Automated green detection

Increased efficiency and sustainability in vegetation control

Automated green detection on railroad tracks
© Certis Europe B.V. / Fraunhofer IPM
Green vegetation has a characteristic spectral fingerprint. Light in the wavelength range between 490 nm and 620 nm, the so-called green gap, and from 780 nm in the NIR range (near infrared) is reflected, while the wavelength ranges between 400 nm and 490 nm (blue spectral range) and between 620 nm and 780 nm (red spectral range) are absorbed. This specific ratio of absorption and reflection is used for the automated detection of plants (here colored purple).
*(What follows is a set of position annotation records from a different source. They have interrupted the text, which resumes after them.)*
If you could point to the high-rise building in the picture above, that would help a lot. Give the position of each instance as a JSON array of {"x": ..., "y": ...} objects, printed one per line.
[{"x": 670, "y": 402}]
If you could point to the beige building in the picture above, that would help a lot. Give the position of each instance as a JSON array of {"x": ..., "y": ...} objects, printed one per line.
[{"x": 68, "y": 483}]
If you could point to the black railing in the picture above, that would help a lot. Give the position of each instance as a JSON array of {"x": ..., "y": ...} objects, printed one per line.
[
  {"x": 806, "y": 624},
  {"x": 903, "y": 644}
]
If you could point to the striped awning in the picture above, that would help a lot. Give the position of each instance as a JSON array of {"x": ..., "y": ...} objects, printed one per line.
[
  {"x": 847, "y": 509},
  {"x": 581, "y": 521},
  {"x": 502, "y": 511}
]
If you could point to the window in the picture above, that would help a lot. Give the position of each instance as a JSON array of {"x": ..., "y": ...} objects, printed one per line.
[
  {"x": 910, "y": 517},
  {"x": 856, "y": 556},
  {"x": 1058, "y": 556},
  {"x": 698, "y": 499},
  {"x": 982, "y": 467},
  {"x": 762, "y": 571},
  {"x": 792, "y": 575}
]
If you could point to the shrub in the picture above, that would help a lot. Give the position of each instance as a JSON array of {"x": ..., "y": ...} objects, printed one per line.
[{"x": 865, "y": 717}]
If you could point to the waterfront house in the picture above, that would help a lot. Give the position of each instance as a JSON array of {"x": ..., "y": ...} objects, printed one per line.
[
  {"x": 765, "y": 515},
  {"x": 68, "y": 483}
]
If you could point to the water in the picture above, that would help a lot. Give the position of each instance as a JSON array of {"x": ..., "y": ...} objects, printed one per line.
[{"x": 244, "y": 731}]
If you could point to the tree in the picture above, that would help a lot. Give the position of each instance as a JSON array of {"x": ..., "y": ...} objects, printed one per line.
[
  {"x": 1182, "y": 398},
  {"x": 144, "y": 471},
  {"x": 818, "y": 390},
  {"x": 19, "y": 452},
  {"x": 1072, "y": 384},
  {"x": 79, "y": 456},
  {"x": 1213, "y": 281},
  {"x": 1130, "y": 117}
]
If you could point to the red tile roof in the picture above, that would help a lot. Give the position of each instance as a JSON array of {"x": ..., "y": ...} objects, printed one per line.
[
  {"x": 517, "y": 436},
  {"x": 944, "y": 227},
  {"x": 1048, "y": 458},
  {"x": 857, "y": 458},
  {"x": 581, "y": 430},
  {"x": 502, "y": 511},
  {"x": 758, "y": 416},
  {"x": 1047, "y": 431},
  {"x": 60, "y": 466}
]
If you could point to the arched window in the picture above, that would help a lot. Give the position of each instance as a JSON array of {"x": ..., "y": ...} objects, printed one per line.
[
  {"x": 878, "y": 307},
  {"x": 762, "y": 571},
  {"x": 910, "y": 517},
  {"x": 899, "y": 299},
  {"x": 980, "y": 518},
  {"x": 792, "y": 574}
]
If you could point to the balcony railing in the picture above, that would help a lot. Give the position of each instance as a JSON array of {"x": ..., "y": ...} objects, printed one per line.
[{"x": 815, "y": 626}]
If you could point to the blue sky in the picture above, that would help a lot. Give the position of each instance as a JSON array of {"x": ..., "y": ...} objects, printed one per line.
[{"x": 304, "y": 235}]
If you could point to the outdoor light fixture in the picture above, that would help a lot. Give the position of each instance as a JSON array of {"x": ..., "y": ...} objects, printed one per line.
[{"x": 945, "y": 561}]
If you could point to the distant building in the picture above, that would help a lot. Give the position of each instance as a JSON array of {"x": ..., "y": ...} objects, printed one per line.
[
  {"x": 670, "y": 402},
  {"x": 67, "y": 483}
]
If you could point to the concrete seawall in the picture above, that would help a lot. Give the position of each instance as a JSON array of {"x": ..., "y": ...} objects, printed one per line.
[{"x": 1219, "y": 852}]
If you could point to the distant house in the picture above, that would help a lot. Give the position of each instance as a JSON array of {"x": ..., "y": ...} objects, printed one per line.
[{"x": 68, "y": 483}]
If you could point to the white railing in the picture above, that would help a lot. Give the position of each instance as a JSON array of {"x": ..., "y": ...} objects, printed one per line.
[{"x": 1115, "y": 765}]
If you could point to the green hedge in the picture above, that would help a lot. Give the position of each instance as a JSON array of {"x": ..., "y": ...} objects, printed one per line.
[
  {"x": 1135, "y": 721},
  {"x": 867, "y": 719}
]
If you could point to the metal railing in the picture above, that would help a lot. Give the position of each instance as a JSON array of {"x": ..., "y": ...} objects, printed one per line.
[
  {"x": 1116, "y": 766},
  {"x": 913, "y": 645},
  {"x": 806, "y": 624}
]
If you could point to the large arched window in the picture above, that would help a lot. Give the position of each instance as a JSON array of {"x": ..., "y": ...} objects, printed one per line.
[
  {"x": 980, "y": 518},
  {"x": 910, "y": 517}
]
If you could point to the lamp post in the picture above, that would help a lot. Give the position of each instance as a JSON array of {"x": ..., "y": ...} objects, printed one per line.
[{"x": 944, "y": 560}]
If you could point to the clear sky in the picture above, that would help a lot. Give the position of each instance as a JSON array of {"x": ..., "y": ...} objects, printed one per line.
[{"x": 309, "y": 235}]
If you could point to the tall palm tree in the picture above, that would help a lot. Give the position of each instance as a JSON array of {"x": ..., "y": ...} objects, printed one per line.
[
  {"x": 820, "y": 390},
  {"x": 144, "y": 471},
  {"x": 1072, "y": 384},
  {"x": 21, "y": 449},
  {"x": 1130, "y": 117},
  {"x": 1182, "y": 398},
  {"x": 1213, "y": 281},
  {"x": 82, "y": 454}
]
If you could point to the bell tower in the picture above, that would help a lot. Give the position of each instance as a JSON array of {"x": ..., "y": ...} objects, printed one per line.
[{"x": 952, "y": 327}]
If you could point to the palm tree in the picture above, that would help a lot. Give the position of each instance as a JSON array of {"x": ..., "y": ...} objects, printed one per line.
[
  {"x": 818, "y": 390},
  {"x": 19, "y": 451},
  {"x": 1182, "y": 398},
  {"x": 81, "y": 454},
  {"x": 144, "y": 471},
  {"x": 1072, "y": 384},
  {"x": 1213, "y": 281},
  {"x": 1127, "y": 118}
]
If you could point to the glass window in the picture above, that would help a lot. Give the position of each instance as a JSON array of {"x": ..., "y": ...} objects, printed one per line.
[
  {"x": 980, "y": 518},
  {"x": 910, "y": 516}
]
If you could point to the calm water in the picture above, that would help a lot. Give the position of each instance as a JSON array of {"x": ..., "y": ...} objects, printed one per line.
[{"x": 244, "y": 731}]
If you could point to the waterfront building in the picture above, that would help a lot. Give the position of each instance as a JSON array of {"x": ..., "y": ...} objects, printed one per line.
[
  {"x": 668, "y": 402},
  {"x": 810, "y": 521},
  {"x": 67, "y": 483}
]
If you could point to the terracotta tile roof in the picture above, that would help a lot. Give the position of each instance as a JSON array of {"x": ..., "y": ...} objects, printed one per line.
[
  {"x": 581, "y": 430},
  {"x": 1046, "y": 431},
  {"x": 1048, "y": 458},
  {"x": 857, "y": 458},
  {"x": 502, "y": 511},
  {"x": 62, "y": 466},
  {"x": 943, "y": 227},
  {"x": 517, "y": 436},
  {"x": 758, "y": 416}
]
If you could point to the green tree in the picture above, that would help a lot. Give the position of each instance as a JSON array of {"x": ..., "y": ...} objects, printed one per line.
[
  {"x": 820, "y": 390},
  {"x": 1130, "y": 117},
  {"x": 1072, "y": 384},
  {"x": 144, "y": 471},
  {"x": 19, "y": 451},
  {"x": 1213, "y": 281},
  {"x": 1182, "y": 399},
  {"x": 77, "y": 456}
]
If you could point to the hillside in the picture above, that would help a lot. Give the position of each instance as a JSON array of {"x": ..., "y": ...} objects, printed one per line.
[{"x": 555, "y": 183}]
Vegetation in the rail track bed is an issue for rail traffic safety. Weed roots grow into the ballast bed and prevent rainwater from draining away quickly. Silting occurs and the ballast loses its buffer function: Vibrations and shocks caused by passing trains are no longer sufficiently cushioned. Regular control and maintenance of the vegetation in the track bed are therefore indispensable and also required by law. In view of the length of the rail network - in Germany alone there are more than 60,000 track kilometers - vegetation maintenance is a complex and costly process for rail network operators and is usually carried out by specialized service companies. A multispectral camera system, which Fraunhofer IPM developed for a plant and crop protection service company, now automates the process of green detection. The optical system ensures that pesticides are used as selectively as possible and at the same time enables for the first time a long-term documentation of vegetation growth. The measured data contain GPS information for exact localization and can be displayed both graphically and in tabular form.

Applying pesticides more precisely

Chemical plant protection products (PPP) are currently still indispensable for the elimination of vegetation along railroad tracks. They ensure the reliable removal of unwanted vegetation and eliminate the so-called seed potential particularly reliably. The optical system for green detection enables the herbicides to be applied automatically and thus more specifically: The camera system, installed at the front of the spraying train, automatically detects green and triggers a sensor signal when a certain threshold value is reached. This activates one or more of the eight movable spray nozzles at the end of the spray train, depending on the degree of coverage determined. Up to now, this process has usually been carried out by two to three specialists who observe the track from the train and trigger the spray command manually.

Camera-based green detection is more selective and reliable than the previous manual method, so that significantly fewer herbicides are used. While manual detection allows driving speeds of up to 40 km/h, the optical system for green detection in its first version operates at driving speeds of up to 50 km/h. This leads to a significantly higher efficiency and a significant cost reduction. The automated green detection is also suitable for optimizing alternative methods of vegetation maintenance. These include, for example, the use of UV light, hot water or electric herbicides, which are currently being developed as an alternative to PPPs.

Multispectral camera system

The camera-based system for green detection uses the characteristic spectral fingerprint of green vegetation, the so-called green gap.